Il gioco nelle disabilità intellettive o relazionali: uno strumento formativo efficace
Il gioco è un’attività fondamentale per i bambini e può essere inteso anche come strumento formativo efficace. Attraverso di esso si inizia a conoscere il mondo che ci circonda e vengono stimolate le attività motorie e di coordinamento, la comunicazione e le interazioni sociali.
Per la sua naturale importanza, il gioco deve essere alla portata di tutti. Accessibile e adatto ad ogni capacità.
Esistono diverse tipologie di gioco per ogni fase di crescita: da quelli esplorativi fino, col passare degli anni, alla condivisione del gioco con gli altri. Le azioni, inizialmente semplici, man mano si strutturano.
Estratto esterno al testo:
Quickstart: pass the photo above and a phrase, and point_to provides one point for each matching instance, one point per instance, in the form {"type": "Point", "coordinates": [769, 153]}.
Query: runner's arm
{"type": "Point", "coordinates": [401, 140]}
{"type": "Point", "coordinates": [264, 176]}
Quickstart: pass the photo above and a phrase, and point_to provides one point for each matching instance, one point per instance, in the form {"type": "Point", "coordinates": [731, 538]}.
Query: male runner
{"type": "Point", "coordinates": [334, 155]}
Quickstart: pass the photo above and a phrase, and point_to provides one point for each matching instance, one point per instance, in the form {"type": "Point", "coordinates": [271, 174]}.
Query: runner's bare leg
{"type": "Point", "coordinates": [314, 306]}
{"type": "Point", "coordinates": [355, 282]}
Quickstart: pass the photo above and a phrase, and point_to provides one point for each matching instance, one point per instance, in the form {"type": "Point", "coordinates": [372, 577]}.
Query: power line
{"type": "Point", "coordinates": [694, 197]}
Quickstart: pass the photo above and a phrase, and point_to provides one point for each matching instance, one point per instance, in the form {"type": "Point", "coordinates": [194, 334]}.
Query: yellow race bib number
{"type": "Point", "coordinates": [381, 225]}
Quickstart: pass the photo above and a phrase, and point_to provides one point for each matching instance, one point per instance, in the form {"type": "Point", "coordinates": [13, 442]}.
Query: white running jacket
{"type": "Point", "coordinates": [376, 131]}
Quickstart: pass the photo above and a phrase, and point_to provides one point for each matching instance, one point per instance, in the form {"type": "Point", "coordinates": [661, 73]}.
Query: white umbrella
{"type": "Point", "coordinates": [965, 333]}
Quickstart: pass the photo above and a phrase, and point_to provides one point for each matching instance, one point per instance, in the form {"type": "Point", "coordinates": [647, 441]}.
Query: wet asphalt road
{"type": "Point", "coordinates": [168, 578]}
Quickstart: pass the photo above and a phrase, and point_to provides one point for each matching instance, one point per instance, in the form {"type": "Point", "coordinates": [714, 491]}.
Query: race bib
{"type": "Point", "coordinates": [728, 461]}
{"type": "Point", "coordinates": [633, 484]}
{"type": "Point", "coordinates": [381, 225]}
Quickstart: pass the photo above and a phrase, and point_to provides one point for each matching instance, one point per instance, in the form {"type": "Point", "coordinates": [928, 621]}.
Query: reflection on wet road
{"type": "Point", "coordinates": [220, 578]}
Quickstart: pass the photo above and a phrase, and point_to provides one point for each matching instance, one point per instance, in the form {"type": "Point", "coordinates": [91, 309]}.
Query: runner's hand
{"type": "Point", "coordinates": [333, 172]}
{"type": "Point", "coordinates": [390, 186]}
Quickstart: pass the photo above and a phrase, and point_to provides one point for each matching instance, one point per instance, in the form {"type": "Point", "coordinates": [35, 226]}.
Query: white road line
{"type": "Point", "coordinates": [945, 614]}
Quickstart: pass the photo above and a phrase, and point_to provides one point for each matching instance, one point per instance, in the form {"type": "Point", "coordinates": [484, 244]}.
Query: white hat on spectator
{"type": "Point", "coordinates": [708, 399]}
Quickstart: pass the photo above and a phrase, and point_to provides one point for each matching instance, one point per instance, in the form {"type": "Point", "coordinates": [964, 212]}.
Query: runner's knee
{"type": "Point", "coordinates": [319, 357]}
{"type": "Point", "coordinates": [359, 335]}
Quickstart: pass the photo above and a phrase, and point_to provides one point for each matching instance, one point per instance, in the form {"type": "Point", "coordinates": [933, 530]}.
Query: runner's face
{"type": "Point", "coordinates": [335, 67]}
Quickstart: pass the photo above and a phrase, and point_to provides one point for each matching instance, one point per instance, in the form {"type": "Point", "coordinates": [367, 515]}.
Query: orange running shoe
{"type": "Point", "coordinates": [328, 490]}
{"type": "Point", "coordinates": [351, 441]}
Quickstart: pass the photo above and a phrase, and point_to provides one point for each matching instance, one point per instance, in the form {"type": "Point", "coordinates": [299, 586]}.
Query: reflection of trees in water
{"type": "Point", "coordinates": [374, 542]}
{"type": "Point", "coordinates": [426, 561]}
Un gioco alla portata di tutti
Il gioco è un’attività spontanea ed un’occasione di crescita. Nei bambini con bisogni ed esigenze specifiche esso può stimolare, se utilizzato con fini educativi, la promozione di molti apprendimenti base.
L’esempio lampante è legato alle abilità comunicative. Attraverso il gioco infatti bambini con bisogni speciali possono sviluppare richieste, denominazioni, commenti ed imparare ad ascoltare. Altri esempi, inoltre, sono tutte quelle attività motorie che aiutano il bambino ad orientarsi nello spazio.
E’ fondamentale partire sempre dalle abilità presenti nel bambino e dalle sue potenzialità. Attenzione perciò alle sue preferenze: giocare con giochi e/o attività altamente gradite e motivanti faciliterà l’apprendimento e si potrà implementare un progetto educativo efficace.
Inoltre bisogna strutturare l’ambiente circostante: predisporre i materiali di gioco dentro appositi contenitori trasparenti, cosicché i giochi siano in vista, ma non direttamente accessibili, necessitando quindi, della mediazione di un adulto che svolgerà un ruolo educativo. Il momento ludico permette ad ogni bambino di potersi esprimere nel suo ambiente naturale soddisfare le proprie necessità stimolandolo e gratificandolo nel rispetto delle sue caratteristiche.
La zona di “Sviluppo prossimale”
Per il noto psicologo Lev Vygotskij, del resto, il gioco crea la zona di “Sviluppo prossimale”: si tratta della distanza tra ciò che il bimbo è in grado di fare da solo, secondo la sua crescita effettiva, e ciò che riesce a realizzare sotto la guida dell’adulto o nell’interazione con i pari. Un passaggio che poi lo porterà verso una totale autonomia. E’ infatti nell’interazione che il ragazzo con disabilità è stimolato e portato gradualmente ad acquisire nuove abilità, per raggiungere un livello massimo di autonomia nello svolgimento di un compito.
Il gioco non deve essere inteso come uno strumento circoscritto alle prime fasce di età ma al contrario, un approccio ludico è prezioso anche durante l’adolescenza e l’età adulta. Nei ragazzi il gioco può rappresentare un elemento formativo efficace, con risultati permanenti.